Ela comenta que é comum em briefings que diretores de arte e designers mostrem outras capas como referência. O problema, para ela, está na apropriação e realização de uma "cópia barata" de outra arte: "Confesso que já vi capas por aí que claramente tiveram ilustrações minhas no briefing e até aí tudo bem, contanto que não seja um plágio descarado, acho que faz parte para o ponto da carreira que me encontro hoje e me tornar de certa forma uma referência".

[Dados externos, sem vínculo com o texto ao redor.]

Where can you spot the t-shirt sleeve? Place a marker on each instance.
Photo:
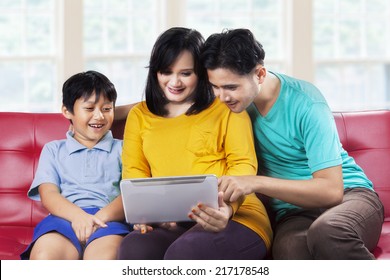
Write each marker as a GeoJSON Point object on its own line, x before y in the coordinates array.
{"type": "Point", "coordinates": [321, 138]}
{"type": "Point", "coordinates": [46, 171]}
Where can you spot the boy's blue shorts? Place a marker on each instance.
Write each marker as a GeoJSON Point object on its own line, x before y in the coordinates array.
{"type": "Point", "coordinates": [64, 227]}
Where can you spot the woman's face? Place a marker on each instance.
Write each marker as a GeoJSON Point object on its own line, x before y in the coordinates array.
{"type": "Point", "coordinates": [179, 81]}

Muitos artistas e capistas têm falado publicamente sobre o cenário de incerteza provocado pelo uso discriminado de inteligência artificial generativa. "Não dá pra saber se seu trabalho foi literalmente usado para alimentar prompts e esperar bom senso de uma máquina", afirma.
Como investigar se imagens com suspeita de inteligência artificial
- Elementos com naturezas distintas interagindo em uma mesma imagem
- Mudanças bruscas de estilização
- Inconsistências que não batem com o grau de tecnismo apresentado
- Proporções irregulares e texturas imprecisas
- Presença de elementos de composição que descrevam prompts conhecidos
- Pesquisa do portfolio do artista ou ilustrador responsável
Ing reforça que diante da sofisticação da IA, cabe apurar questões que vão além da própria imagem, como pesquisar o portfolio do ilustrador. "Sempre fico com orelha em pé quando percebo que nos créditos de um livro não há um nome de ilustrador, no máximo o responsável pelo projeto gráfico ou designer (e já vi até mesmo publicitário responsável por capas feitas por IA). Daí quando vou investigar os respectivos portfólios desses profissionais, nada indica que ele tenha alcançado aquele estilo por conta própria", diz.

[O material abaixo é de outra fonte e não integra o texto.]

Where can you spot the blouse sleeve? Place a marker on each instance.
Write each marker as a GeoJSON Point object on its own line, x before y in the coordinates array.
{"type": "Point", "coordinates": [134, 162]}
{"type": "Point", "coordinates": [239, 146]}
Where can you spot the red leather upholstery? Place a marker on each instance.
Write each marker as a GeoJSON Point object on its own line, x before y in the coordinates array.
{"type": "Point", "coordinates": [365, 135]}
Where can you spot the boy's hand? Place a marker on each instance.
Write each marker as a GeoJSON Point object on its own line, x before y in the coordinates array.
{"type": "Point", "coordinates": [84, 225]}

Para a capista, nas submissões de obras literárias, além das cláusulas que proíbam a candidatura de trabalhos que foram criados com IA generativa, as premiações podem exigir a assinatura de um termo anexo declarando que não foi utilizada nenhuma forma de IA na obra. "Acredito que passou da hora das premiações começarem a contratar como parte da comissão julgadora um especialista em detecção de uso de IA para as candidaturas", comenta.

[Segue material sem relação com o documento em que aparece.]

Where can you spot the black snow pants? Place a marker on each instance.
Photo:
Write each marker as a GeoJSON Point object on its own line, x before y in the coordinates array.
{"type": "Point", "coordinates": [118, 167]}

Em nota ao PN, a organização nacional União Democrática dos Artistas Digitais (UNIDAD) afirma que é função da organização da premiação explicitar os critérios usados para aferir se houve uso de inteligência artificial: "No caso das capas de livros, por exemplo, que são obras artísticas visuais, poderia haver a determinação de que os participantes da premiação expusessem o processo criativo de criação da imagem, inclusive com o envio dos arquivos eletrônicos contendo o histórico das alterações".